Best Paired RMSD: Up to 13% lower than ProteinMPNN-MSD, indicating superior multi-state compatibility.
Best Paired pLDDT: Up to 3% higher, reflecting increased confidence in predicted structures.
Statistical significance: Improvements are robust (Wilcoxon signed-rank test, $p < 0.0001$ ).

Notably, DynamicMPNN outperforms ProteinMPNN-MSD even in "Best Single" metrics, despite the latter's training data advantage (data leakage from sequence clusters). However, average metrics across all sampled sequences are slightly worse than natural sequences, consistent with prior observations that inverse folding models optimize for stability rather than the multi-objective constraints of natural evolution.

DynamicMPNN's sequence recovery and perplexity are lower than ProteinMPNN-MSD, but this is expected given the focus on refoldability rather than sequence similarity. The model's performance is particularly notable given the challenging benchmark, which includes proteins with the largest conformational changes in the known proteome.

Implementation Considerations

Computational Requirements

Model complexity: The use of GVP layers and multi-state GNNs increases computational overhead relative to single-state models, but edge sparsity and pooling strategies mitigate this.
Training data: Construction of a high-quality, non-redundant multi-conformational dataset is non-trivial and requires careful curation to avoid data leakage.
Evaluation: AFIG-based evaluation is computationally intensive, as it requires multiple AlphaFold2 runs per designed sequence and conformation.

Deployment Strategies

Integration with experimental pipelines: The "Best Paired" metric aligns with experimental validation workflows, where only the top candidates are selected for synthesis and characterization.
Extension to other interaction partners: Current implementation is limited to protein-protein interactions; extension to nucleic acids or small molecules would require additional featurization and masking strategies.
Scalability: The model is suitable for high-throughput design, but inference speed is constrained by the need for multiple structure predictions per sequence.

Limitations

Conformational coverage: The model is trained on discrete conformational pairs, not continuous conformational landscapes (e.g., intrinsically disordered proteins).
Evaluation bias: AFIG does not use MSA information, potentially underestimating the importance of long-range evolutionary constraints present in natural sequences.
Sequence diversity: Designed sequences may be biased toward local stability, potentially limiting functional diversity.

Implications and Future Directions

DynamicMPNN represents a significant methodological advance in multi-state protein design, enabling the explicit modeling of sequence constraints across conformational ensembles. This has immediate applications in the design of bioswitches, allosteric regulators, and synthetic molecular machines. The framework also provides a template for extending multi-state design to other biomolecular systems, such as RNA or protein-nucleic acid complexes.
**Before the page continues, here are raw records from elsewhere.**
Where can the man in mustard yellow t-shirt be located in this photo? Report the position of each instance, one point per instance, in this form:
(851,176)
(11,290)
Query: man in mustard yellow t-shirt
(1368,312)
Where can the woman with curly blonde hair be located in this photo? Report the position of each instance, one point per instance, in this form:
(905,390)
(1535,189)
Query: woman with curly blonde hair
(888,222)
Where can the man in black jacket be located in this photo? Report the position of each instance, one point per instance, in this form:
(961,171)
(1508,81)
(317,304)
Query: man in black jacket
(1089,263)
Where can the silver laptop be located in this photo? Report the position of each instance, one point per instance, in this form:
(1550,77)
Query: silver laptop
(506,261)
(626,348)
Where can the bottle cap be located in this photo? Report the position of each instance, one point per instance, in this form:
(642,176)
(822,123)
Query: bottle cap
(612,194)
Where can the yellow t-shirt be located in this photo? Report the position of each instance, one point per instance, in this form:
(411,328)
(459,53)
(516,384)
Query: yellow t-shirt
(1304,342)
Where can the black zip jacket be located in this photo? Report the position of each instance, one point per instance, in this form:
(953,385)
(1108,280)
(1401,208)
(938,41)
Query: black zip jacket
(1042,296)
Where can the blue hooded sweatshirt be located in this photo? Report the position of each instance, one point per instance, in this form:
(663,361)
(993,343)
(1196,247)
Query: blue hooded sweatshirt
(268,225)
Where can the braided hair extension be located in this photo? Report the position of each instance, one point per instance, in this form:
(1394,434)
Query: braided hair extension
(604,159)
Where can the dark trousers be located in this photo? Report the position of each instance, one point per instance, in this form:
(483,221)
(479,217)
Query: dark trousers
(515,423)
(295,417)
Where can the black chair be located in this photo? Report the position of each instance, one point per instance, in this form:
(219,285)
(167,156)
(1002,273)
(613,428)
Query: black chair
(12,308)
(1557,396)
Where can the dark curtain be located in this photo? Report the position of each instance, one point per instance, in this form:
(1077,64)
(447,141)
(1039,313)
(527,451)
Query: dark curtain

Future developments may include:

Continuous conformational modeling: Extending the approach to model continuous structural ensembles, potentially via diffusion models or normalizing flows.
Integration with experimental feedback: Incorporating high-throughput experimental data to further refine sequence-structure compatibility.
Generalization to other modalities: Adapting the architecture for ligand binding, post-translational modifications, or membrane environments.

Conclusion

DynamicMPNN introduces an explicit, joint-learning approach to multi-state protein design, outperforming post-hoc aggregation strategies on a challenging benchmark. By leveraging geometric deep learning and a robust, structure-based evaluation protocol, DynamicMPNN advances the state of the art in designing sequences compatible with multiple functional conformations. The framework sets a new standard for multi-state design and opens avenues for the rational engineering of dynamic protein systems.